Le mot dans sa splendeur
« Pour avoir tout son sens, le mot a besoin de ses trois qualités : le son, la couleur et la saveur. »
Dany Laferrière
Les mots sont plus complexes que nous le pensons. Prenons un mot des plus utilisés : être. Ce mot a une longue histoire : si j’en fait la recherche, je découvre qu’il nous vient du latin vulgaire « essere » avant que l’ancien français ne le récupère sous sa forme modifiée « ester » (lui-même influencé par un autre verbe du latin, « estare », debout). Son sens se trouve donc vite démultiplié.
Plus encore, ce verbe est utile à deux choses : utilisé seul, il tient son plein sens ; utilisé avec un participe, il transforme le sens du verbe, et peut même être sous-entendu (le participe devient alors adjectif). Le verbe « être » se décline en de nombreuses formes : un coup en deux syllabe, un coup en une. Son poids n’est pas bien important, ce qui facilite son glissement un peu partout dans la phrase, où il pourrait nous être utile.
J’irai plus loin : être porte encore son petit chapeau, qui marque son histoire. Son son chapeau, être est comme dévêtu de son caractère supérieur, à mes yeux. Son premier son est léger, il monte – mais le son « t » qui suit ramène le mot à la terme ferme, le fait exister parmi nous. Pour moi, être, c’est exister tant vers les hauteurs que dans les profondeurs de la terre.

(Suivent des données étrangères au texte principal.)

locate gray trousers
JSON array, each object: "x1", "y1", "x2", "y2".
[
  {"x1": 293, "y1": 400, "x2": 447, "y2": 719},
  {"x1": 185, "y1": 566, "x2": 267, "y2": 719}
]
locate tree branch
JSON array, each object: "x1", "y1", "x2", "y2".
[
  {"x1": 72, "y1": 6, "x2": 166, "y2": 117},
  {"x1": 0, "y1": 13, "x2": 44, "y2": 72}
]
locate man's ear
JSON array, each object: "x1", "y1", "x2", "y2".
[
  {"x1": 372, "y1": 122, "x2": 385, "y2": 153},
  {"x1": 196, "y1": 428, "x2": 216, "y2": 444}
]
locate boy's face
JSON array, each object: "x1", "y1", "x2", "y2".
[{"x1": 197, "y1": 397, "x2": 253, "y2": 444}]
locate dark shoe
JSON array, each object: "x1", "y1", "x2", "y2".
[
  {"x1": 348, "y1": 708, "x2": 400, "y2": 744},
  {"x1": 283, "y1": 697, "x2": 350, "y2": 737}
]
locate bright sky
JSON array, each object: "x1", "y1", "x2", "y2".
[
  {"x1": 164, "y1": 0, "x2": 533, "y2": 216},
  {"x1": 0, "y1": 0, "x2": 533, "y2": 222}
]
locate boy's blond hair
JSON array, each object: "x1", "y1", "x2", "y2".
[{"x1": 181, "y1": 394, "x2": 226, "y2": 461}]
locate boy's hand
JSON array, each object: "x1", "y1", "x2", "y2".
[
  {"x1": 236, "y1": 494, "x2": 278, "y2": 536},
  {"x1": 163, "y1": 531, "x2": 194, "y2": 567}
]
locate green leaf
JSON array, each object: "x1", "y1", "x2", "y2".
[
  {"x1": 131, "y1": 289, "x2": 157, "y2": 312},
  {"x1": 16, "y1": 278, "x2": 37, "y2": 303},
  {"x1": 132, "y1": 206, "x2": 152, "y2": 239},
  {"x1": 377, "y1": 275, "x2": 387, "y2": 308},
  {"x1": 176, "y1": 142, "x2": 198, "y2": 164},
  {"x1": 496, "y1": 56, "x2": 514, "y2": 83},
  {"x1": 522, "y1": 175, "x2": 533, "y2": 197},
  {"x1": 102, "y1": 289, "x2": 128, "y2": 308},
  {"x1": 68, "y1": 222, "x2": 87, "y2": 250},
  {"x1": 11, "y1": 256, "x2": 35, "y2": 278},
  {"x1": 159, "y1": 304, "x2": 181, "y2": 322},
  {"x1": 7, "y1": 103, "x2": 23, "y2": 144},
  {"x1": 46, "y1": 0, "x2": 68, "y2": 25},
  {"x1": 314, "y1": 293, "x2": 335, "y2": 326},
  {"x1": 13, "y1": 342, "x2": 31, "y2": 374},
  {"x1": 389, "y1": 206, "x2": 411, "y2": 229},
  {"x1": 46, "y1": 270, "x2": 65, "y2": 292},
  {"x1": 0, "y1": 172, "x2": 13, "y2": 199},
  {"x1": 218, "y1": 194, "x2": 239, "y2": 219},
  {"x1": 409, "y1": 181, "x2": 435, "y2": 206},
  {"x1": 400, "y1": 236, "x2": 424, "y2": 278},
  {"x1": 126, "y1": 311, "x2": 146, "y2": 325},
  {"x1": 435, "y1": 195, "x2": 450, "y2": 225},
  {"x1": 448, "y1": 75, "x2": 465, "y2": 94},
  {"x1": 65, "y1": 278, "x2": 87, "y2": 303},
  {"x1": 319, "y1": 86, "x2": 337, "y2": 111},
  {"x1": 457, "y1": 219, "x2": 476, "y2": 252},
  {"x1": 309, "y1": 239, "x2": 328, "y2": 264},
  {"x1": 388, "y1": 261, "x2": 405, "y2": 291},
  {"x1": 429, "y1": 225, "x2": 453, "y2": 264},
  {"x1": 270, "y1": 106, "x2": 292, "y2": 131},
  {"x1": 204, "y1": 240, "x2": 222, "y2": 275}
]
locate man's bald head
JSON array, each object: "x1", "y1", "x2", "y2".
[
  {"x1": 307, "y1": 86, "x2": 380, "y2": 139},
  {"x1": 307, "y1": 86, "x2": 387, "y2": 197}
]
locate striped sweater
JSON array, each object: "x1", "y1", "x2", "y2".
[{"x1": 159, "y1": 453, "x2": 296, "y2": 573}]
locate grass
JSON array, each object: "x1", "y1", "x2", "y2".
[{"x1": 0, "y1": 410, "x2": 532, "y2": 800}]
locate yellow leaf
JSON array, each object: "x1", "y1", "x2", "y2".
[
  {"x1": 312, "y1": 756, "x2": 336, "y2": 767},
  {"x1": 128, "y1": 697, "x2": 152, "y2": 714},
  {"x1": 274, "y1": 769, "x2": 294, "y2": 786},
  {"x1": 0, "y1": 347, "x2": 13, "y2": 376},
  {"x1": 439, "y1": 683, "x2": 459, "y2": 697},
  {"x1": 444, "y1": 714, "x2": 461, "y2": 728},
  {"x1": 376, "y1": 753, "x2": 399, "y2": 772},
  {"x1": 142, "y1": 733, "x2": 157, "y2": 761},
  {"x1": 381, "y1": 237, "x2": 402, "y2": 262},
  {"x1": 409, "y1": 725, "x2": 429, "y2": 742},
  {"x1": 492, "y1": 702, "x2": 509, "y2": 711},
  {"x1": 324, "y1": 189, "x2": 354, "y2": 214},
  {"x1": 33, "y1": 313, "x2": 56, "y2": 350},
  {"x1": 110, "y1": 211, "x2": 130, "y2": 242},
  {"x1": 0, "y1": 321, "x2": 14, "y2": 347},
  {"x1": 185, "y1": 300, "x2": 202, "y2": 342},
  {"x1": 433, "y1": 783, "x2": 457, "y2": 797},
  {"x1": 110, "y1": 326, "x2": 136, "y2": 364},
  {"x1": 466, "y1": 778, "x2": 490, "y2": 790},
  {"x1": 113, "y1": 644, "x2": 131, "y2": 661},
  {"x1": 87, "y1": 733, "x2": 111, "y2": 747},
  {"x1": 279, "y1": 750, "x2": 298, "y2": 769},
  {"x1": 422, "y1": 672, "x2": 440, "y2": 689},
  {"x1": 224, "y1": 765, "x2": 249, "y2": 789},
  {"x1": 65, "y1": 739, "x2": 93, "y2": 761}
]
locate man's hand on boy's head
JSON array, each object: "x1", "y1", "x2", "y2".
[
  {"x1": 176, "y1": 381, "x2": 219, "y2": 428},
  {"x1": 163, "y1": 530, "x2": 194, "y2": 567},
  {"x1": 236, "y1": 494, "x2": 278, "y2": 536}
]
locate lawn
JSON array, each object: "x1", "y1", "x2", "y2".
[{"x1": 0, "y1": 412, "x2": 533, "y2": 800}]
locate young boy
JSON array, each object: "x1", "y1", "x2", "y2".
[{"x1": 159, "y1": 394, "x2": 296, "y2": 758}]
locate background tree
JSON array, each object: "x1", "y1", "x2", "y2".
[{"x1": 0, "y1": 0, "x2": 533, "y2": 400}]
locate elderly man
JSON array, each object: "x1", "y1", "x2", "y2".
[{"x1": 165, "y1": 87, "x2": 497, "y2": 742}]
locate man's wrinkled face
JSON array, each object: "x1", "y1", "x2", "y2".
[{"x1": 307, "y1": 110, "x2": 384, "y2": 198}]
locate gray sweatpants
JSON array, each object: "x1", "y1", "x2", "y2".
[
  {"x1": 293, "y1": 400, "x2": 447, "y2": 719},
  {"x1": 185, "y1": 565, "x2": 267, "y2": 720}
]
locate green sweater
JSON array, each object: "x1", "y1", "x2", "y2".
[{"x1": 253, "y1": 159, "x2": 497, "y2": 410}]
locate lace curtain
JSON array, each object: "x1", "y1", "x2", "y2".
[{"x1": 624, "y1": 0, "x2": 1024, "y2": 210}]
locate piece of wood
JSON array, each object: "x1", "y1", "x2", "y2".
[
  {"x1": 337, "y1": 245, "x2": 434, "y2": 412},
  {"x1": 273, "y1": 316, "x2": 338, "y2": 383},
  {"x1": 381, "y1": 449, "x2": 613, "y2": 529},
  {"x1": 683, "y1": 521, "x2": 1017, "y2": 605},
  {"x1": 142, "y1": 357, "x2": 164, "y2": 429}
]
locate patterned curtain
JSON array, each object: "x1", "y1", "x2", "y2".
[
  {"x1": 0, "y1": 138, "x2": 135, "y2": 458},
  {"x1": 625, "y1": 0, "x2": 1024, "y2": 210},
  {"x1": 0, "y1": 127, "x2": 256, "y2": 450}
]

Commencez-vous à savourer ce simple et petit mot, être ? Moi oui – je ne le regarde plus dans son insignifiance.
(NB : je n’ai jamais fait de linguistique pour le français – tout ce que je décris là n’est que le fruit de mon interprétation personnelle et n’est pas à prendre pour garantie – mais j’imagine que le principe n’est pas si loin d’une langue à l’autre)
Je pense que c’est ce que veut dire Dany Laferrière : qu’en écrivant, il faut pouvoir trouver tous les sens des mots que nous choisissons. Arrêtez-vous, lorsque vous écrivez – interrogez votre mot. Observez ses contours, faites-le sonner sur votre langue, recherchez son histoire. Armez-vous d’un dictionnaire, non pas pour conquérir la langue, mais pour se laisser apprivoiser par elle.
Il n’y a pas d’autre secret au style : il faut savoir apprécier les mots à leur juste valeur. Le style, ce n’est pas non plus simplement l’effort d’un premier jet – c’est un travail sur plusieurs réécritures. Vos phrases ne sonneront peut-être pas justes en premier lieu et réclameront votre attention. Ecoutez-les – laissez votre plume parler, se justifier pour elle-même. Et croyez-moi, cela n’est pas aussi simple : nous sommes des créatures d’action, lorsque l’urgence est souvent vraiment de s’arrêter pour écouter.
J’espère que cet article vous aura convaincu par mon expérience. Quant à moi, c’est une discipline qu’il me faut toujours travailler – que je ne cesserais sûrement de travailler. Je n’ai plus qu’un espoir : écrire ce qui me remue, à la langue de mes lecteurs. Vous aussi, cherchez toujours la clarté de votre message avant tout embellissement.